“Cannery Row” by John Steinbeck
“Cannery Row” is the first book by Steinbeck that I read because I wanted to and not because a teacher told me I had to prove to him/her that I read it.
“Cannery Row” has everything that one looks for in a Steinbeck book. It has amazing descriptions that allow the reader to feel like they’re fully involved in the story. It has simple language, making it super easy to read. This book is 196 pages and only took me a few hours to read. The book has a seemingly timeless quality. In this book, Steinbeck describes a town, a time, and an industry that was over well before I was born. However, not only do I feel like I was there because of the quality of Steinbeck’s writing, I feel like I am there now because the themes of connection, heartache, and a-progress-that-often-leaves-people-behind are themes that this generation is also struggling with.
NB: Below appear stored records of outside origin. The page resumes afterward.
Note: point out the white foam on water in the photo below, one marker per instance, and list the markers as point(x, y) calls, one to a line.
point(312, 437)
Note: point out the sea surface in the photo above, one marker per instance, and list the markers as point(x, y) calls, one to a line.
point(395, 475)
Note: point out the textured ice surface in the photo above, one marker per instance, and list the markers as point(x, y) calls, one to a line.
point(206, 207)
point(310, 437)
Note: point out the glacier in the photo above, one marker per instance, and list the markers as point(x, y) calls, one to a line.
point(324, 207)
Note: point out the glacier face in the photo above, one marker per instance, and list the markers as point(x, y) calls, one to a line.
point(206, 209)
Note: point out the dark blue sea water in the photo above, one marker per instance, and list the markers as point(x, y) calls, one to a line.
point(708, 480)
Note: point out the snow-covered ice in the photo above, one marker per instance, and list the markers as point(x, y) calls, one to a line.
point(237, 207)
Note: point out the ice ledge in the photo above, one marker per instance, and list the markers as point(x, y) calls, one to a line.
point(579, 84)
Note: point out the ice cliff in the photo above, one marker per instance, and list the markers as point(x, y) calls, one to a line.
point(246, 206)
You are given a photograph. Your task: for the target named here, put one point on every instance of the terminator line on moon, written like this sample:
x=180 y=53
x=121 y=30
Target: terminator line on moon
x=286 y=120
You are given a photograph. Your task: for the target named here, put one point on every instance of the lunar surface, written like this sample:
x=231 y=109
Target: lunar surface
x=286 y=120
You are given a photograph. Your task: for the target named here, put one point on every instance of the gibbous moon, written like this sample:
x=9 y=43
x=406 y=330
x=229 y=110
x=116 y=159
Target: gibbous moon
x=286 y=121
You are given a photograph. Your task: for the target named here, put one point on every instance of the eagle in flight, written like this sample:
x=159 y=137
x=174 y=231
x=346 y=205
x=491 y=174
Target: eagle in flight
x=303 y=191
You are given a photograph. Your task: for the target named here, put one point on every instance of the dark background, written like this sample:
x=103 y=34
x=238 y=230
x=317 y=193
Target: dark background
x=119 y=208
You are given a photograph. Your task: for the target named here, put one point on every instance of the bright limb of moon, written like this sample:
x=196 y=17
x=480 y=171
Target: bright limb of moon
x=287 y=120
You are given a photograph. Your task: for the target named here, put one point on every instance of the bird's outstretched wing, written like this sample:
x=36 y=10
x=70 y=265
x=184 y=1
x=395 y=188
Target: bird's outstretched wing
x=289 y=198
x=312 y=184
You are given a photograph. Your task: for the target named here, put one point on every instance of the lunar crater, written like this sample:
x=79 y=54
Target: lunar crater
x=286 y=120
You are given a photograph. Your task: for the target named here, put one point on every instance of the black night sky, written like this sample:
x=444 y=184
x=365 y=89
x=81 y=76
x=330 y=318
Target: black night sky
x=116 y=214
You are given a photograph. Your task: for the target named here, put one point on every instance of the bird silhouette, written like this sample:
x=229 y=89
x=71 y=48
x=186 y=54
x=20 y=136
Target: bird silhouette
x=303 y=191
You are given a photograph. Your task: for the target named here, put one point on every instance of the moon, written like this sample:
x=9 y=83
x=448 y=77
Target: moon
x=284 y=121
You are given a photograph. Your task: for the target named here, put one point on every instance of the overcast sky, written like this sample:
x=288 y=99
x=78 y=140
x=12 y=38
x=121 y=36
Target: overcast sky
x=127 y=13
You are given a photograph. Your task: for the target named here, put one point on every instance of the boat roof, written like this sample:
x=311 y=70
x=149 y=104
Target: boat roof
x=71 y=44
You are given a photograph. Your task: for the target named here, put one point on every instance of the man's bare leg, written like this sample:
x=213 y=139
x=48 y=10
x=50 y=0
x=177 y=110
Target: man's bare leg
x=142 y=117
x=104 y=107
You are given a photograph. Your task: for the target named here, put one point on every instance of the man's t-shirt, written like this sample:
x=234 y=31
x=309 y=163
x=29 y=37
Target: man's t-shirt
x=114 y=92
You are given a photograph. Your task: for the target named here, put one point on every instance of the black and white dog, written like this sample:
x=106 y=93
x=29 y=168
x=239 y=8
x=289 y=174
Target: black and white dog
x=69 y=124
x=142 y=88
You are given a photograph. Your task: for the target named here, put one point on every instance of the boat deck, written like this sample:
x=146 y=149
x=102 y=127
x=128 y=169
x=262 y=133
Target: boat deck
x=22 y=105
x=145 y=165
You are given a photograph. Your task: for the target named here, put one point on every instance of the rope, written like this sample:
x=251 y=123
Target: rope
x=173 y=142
In the author’s own words, “Cannery Row in Monterey in California is a poem, a stink, a grating noise, a quality of light, a tone, a habit, a nostalgia, a dream.” Immediately, I imagine the home I grew up in, the feeling of walking past that home, knowing it is now owned and lived in by someone else. I think of the good and I think of the frustrating.
By now, you’ve probably figured out that I love reading because while it is a solitary activity, books also build community. You’ve probably also figured out that my reviews hold very few, if any, spoilers. I tend to talk more about how the book made me feel, or what it made me think about. This is because, in a sense, books hold or connect memories. I read “Cannery Row” because I was on a family vacation with my husband and my In-laws and we were traveling to Monterey, CA. My husband had just reread the book and he told me he wanted me to read it. It was a wonderful trip, full of fun and laughter. This book will forever be connected to that family vacation, and so I will always feel a certain amount of nostalgia for this book.
Nostalgia – I think John Steinbeck would be proud.